Im Foyer der Inselhalle war erst einmal Fieber messen angesagt, sonst durfte man nicht hinein. Auch für den Reporter des SÜDKURIER, der deutlich unter 37 Grad blieb.

Nicole Peter, Bereitschaftsleiterin des Reichenauer Ortsvereins des Deutschen Roten Kreuzes (DRK), hielt bei der Blutspendeaktion den Spendewilligen ein Laserthermometer vor die Stirn – selbst mit Mundschutzmaske und Schutzschildhelm abgesichert gegen eine mögliche Infektion mit dem Coronavirus, weil sie nah an die Spender heran musste. Nur zwei Freiwillige habe sie wegen erhöhter Temperatur wieder wegschicken müssen, so ihre Bilanz.

42 Erstspender sind dabei

182 Blutspender habe man am Ende registriert, so Peter. „Das ist eine sehr gute Zahl. Wir sind sehr zufrieden.“ Angesichts der Krisenumstände, denn sonst wäre die Zahl eher durchschnittlich, meinte sie. Erstaunlich hoch gewesen sei jedoch mit 42 die Zahl der Erstspender, berichtete Peter.

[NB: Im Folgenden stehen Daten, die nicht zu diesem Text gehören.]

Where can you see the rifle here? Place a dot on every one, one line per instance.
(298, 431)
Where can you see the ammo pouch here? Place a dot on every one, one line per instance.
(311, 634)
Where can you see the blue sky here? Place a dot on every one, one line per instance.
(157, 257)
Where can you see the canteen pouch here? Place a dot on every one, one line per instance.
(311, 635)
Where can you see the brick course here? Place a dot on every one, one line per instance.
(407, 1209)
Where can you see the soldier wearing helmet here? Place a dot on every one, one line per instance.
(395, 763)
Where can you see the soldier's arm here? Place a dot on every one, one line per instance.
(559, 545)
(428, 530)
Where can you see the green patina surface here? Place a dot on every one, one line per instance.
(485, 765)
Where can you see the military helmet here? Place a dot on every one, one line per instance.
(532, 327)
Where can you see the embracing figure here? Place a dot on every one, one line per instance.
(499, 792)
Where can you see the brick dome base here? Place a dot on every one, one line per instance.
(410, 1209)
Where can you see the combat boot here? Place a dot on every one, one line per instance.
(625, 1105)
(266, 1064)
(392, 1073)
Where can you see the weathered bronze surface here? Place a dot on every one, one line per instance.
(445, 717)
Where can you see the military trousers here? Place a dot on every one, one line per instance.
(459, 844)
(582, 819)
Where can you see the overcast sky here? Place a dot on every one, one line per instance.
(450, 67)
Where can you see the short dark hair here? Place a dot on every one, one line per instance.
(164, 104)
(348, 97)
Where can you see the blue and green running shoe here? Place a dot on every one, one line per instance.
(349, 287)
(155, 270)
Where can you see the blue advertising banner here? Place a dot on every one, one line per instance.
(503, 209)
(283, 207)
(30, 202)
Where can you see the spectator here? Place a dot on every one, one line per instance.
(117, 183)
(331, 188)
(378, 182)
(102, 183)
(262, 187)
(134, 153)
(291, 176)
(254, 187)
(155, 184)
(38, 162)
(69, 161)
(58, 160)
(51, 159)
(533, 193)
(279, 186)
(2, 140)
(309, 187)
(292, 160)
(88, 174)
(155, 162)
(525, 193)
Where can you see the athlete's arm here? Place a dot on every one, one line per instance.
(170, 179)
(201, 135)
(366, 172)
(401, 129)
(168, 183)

„Wir waren uns nicht sicher, ob viele kommen, wegen der Krise.“ Nicole Peter vom DRK Reichenau.
„Wir waren uns nicht sicher, ob viele kommen, wegen der Krise.“ Nicole Peter vom DRK Reichenau. | Bild: Thomas Zoch

Sonst gebe es davon auf der Reichenau zwischen zehn und zwanzig bei den zweimal jährlich abgehaltenen Blutspendeaktionen. „Wir waren uns nicht sicher, ob viele kommen, wegen der Krise.“ Aber das DRK habe schließlich die Aktion mit allen Vorsichtsmaßnahmen gemacht, weil Blutspenden einfach gebraucht werden, so Peter.

Ein Zeichen der Solidarität

Sie habe den Eindruck, dass die recht große Zahl der Spender ein Zeichen der Solidarität in der Krise sei, so die Bereitschaftsleiterin. „Die meisten waren positiv gestimmt“, berichtete Peter. Und hätten es gut gefunden, dass das Blutspenden trotz Corona nicht vernachlässigt werde und so viele sich trauen.

„Die meisten waren rücksichtsvoll und verständnisvoll.“ Die empfohlenen Sicherheitsabstände seien im Allgemeinen gewahrt worden. Und: „Viele haben gesagt, ich sitze sowieso zu Hause rum. Da kann ich auch hier warten“, so Peter.

Bürgermeister ist beeindruckt

Bürgermeister Wolfgang Zoll hat selbst auch Blut gespendet. „Ich war beeindruckt und fand es toll, wie viel Leute gekommen sind.“ Er sei – natürlich mit Abstand – neben einem Mann mittleren Alters gelegen, der zum ersten Mal Blut gespendet habe. Er habe gesagt, dass er beim Spazierengehen an der Halle vorbei gekommen sei und sich spontan entschlossen habe, weil er helfen wolle.

Zoll sagte: „Ich denke, viele haben sich aufgrund der jetzigen Situation entschlossen.“ Im Vorfeld sei er skeptisch gewesen, ob viele Leute kommen würden, ob die Angst oder die Hilfsbereitschaft größer sei. Er habe auch mit dem DRK gesprochen, ob die Aktion überhaupt stattfinden könne, aber es sei ja alles durch Schutzmaßnahmen gut abgesichert gewesen. Denn nicht nur Fieber messen vor dem Einlass in die Halle und die vielen Erstspender – auch sonst war angesichts der Corona-Krise manches anders dieses Mal.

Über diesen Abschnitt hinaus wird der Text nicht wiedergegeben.